COP26: rendezvous in Glasgow
Climate change requires rapid and radical interventions to deliver on the commitments made in Paris in 2015. Generali’s strategy for climate protection responds to the need to rethink the insurance sector’s contribution to mitigate risks and protect the economy and society
The 2021 United Nations Climate Change Conference (COP26), scheduled from the 31st of October to the 12th of November in Glasgow, is an important event for the future of our planet. Since the first Conference of the Parties to the United Nations Framework Convention on Climate Change in Kyoto in 1997, climate change has evolved from a marginal issue to a global priority and most experts agree on the extraordinary and urgent nature of the meeting. The UK – as co-chairs of the meeting with Italy – has worked extensively with each country to reach an agreement on how to tackle climate change.
The commitments made in Paris in 2015 are nowhere near adequate to limiting global warming to 1.5 degrees. The representatives of more than 190 countries expected at the Glasgow summit will therefore be called upon not only to reaffirm these goals, but also to go above and beyond, as the window for achieving this target is closing and much more is needed to keep hope of hitting the goal alive.

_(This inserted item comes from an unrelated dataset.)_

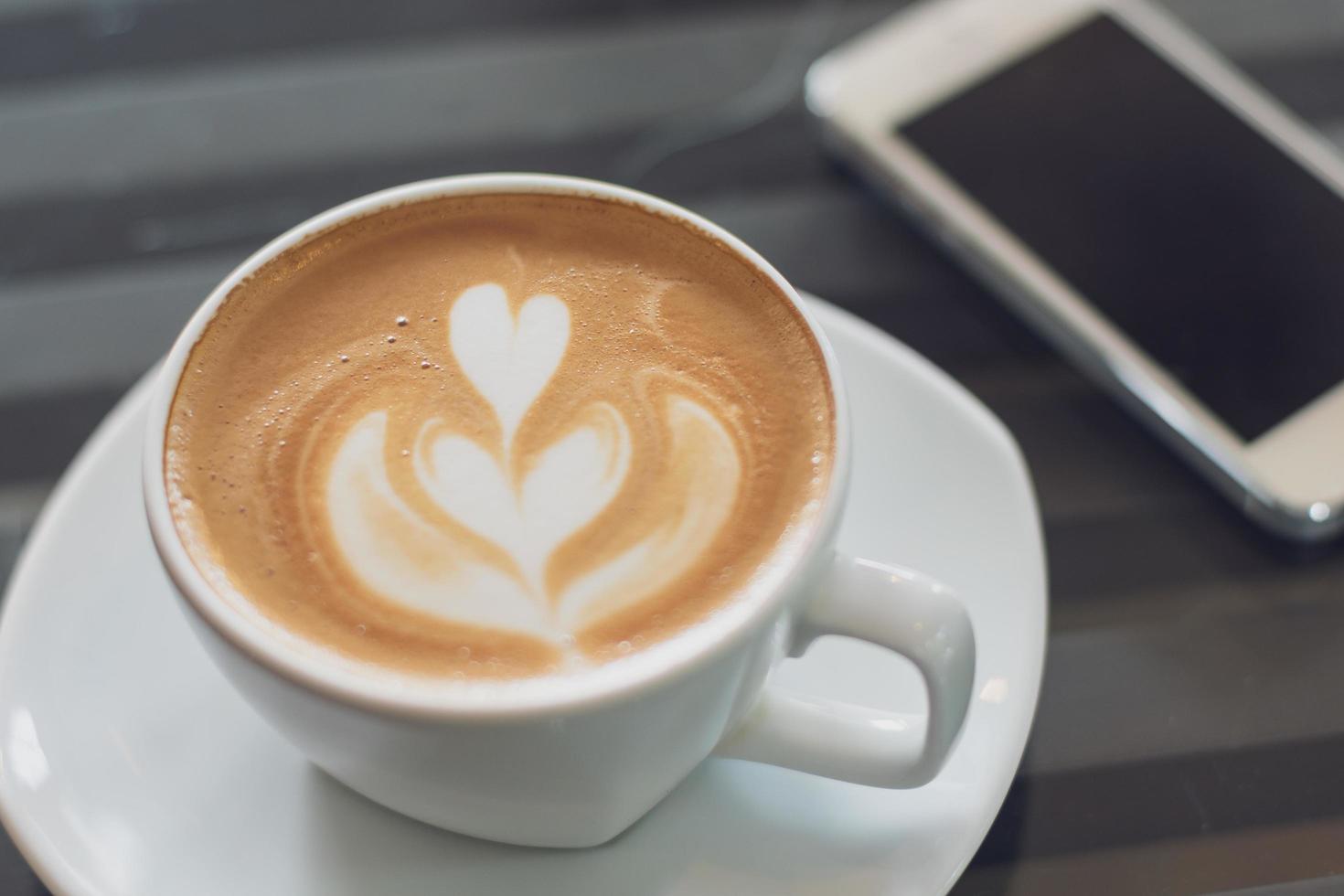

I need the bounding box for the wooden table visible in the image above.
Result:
[0,0,1344,896]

It is well known that climate change has forced a serious review of business models and corporate policies, with inevitable repercussions on various sectors, not least the insurance industry.
More frequent natural disasters are causing record amounts of damage, putting entire food systems at risk, and insurance companies around the world are increasingly concerned that these are no longer individual catastrophic events, but interactions between the global climate and human systems.

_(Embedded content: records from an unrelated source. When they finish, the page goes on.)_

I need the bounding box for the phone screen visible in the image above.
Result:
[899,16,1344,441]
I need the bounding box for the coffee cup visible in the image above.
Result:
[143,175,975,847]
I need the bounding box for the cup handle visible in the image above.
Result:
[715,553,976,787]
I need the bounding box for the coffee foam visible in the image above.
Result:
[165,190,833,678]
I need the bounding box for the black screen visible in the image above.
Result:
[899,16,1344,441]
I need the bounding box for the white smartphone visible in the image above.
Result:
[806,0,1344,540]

Generali’s strategy for climate protection
Increasinly frequent natural catastrophes, combined with evolving regulatory requirements, pose a threat to corporate business models and make the insurance of certain risks unsustainable for customers or unfeasible for insurers. There is, therefore, a need for insurance solutions that go beyond traditional risk transfer and explicitly address risk mitigation. Insurers should seize this moment to test their exposure to climate risk, rebalance their portfolios and use their understanding of risk to help organisations mitigate and adapt, thus protecting a greater share of the global economy.
With its Strategy for climate protection, updated last June, Generali plans to:
- allocate between 8.5 and 9.5 billion dollars in new green and sustainable investments over the 2021-2025 period, in line with the previous target of 4.5 billion euros set between 2019 and 2021, which was exceeded one year early
- define a roadmap for the complete exclusion of investments and underwriting activities in the thermal coal sector, aiming to completely eliminate issuers operating in OECD countries by 2030 and those active in the rest of the world by 2040
- gradually decarbonise its investment portfolio to become "carbon neutral" by 2050, consistent with the Paris Agreement's goal of limiting global warming to 1.5 degrees compared to pre-industrial levels and the commitment made as part of the Net-Zero Asset Owner Alliance.

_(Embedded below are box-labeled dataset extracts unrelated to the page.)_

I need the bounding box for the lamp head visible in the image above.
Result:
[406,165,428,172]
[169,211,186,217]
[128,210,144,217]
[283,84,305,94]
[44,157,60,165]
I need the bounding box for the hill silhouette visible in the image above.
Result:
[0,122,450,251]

As an interim goal for 2025, Generali also plans to reduce carbon emissions for its corporate portfolio (corporate bonds, listed equities) by 25% and to align its real estate portfolio to the 1.5 degrees target. The strategy, an updated and extended version of the Group's existing plan approved in February 2018, commits to executing significant actions related to investment and underwriting activities, the Group's core business, and to a climate-friendly future.